Study sheds light on obsessive behaviour

FOR the first time researchers have analysed why people with obsessive compulsive disorder (OCD) perform particular repetitive behaviours.

Previous studies suggested compulsions, like constantly washing hands, checking locks or flicking light switches, were performed to ease anxiety and distress.

But researchers from the University of Sydney wanted to find out to what extent this was the case, if there were any other reasons and if different compulsions fulfilled different needs.

“It was one of those things that was assumed, it hadn’t really been investigated,” said lead researcher Professor Vladan Starcevic.

“This really has been an understudied area.”

Researchers interviewed almost 110 adults with OCD and identified 218 different compulsions – most participants suffered from around three.

The majority had more than one reason for their behaviours and most knew it was irrational, but said it was “automatic” and uncontrollable, Prof Starcevic said.

Different compulsions satisfy different functions, he said.

The most common was washing, cleaning and checking – done to ease stress and out of fear that something “terrible” would happen if it wasn’t done.

“Someone might die or the house might burn or whatever their particular catastrophic notions are,” Prof Starcevic told AAP.

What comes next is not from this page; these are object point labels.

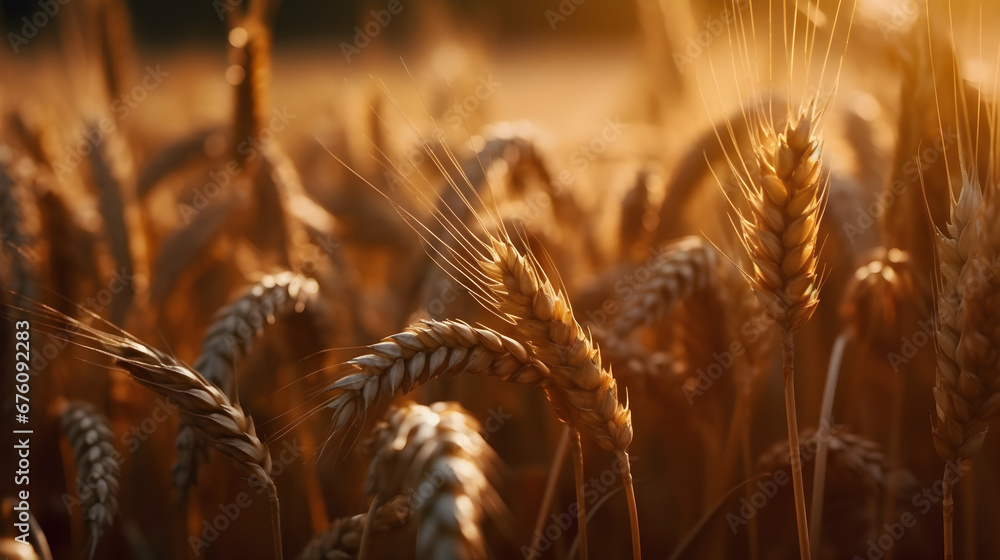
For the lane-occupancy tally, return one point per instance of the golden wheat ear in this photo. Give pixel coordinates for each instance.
(201, 405)
(438, 456)
(229, 339)
(342, 540)
(780, 231)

Another common compulsion was to arrange things in a certain way, paying particular attention to symmetry, and repeating this behaviour until feeling “satisfied”.

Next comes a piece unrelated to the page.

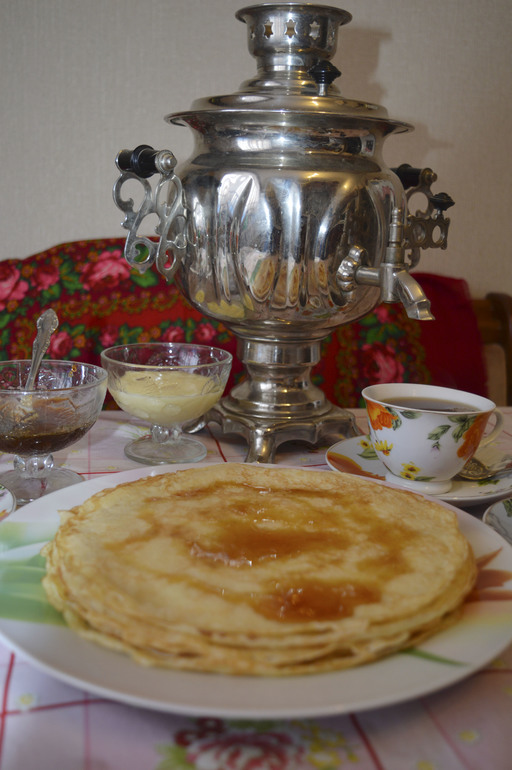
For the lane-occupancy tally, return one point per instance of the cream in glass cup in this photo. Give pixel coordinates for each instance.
(425, 434)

“They say: ‘It’s not complete, I need to complete it so that it looks perfect, so that it looks in order.'”

About three per cent of Australians will experience OCD at some stage in their lives.

It’s usually identified during childhood and some people will grow out of it.

“(But) the vast majority of people have these problems throughout their lives,” said Prof Starcevic.

Onset is rare after the age of 30 and there are no real triggers, he said.

“(People say) it just happened, it just gradually developed and they really couldn’t pinpoint any triggering factor,” Prof Starcevic said.

He explained the “problem” with OCD is that people: “do experience relief, but it doesn’t last very long”.

In other, more unusual cases, OCD can be expressed in mental compulsions, like counting or think about something continuously.

“In some extreme cases they will go to the police station and confess that they’ve done something wrong, whereas in reality they haven’t,” Prof Starcevic said.

Other people will touch things, or perform “rituals” such as entering and exiting through a door in a certain way.

“It’s not just that straight-forward relationship between obsessions increasing anxiety or stress and compulsions being performed to decrease anxiety or distress,” Prof Starcevic said.

Though most OCD treatment currently works this way.

“It is important in every person with (OCD) to ascertain what’s the purpose of those compulsions so we can modify our treatment approach accordingly,” he said.

The study was published in the most recent edition of the Australian and New Zealand Journal of Psychiatry.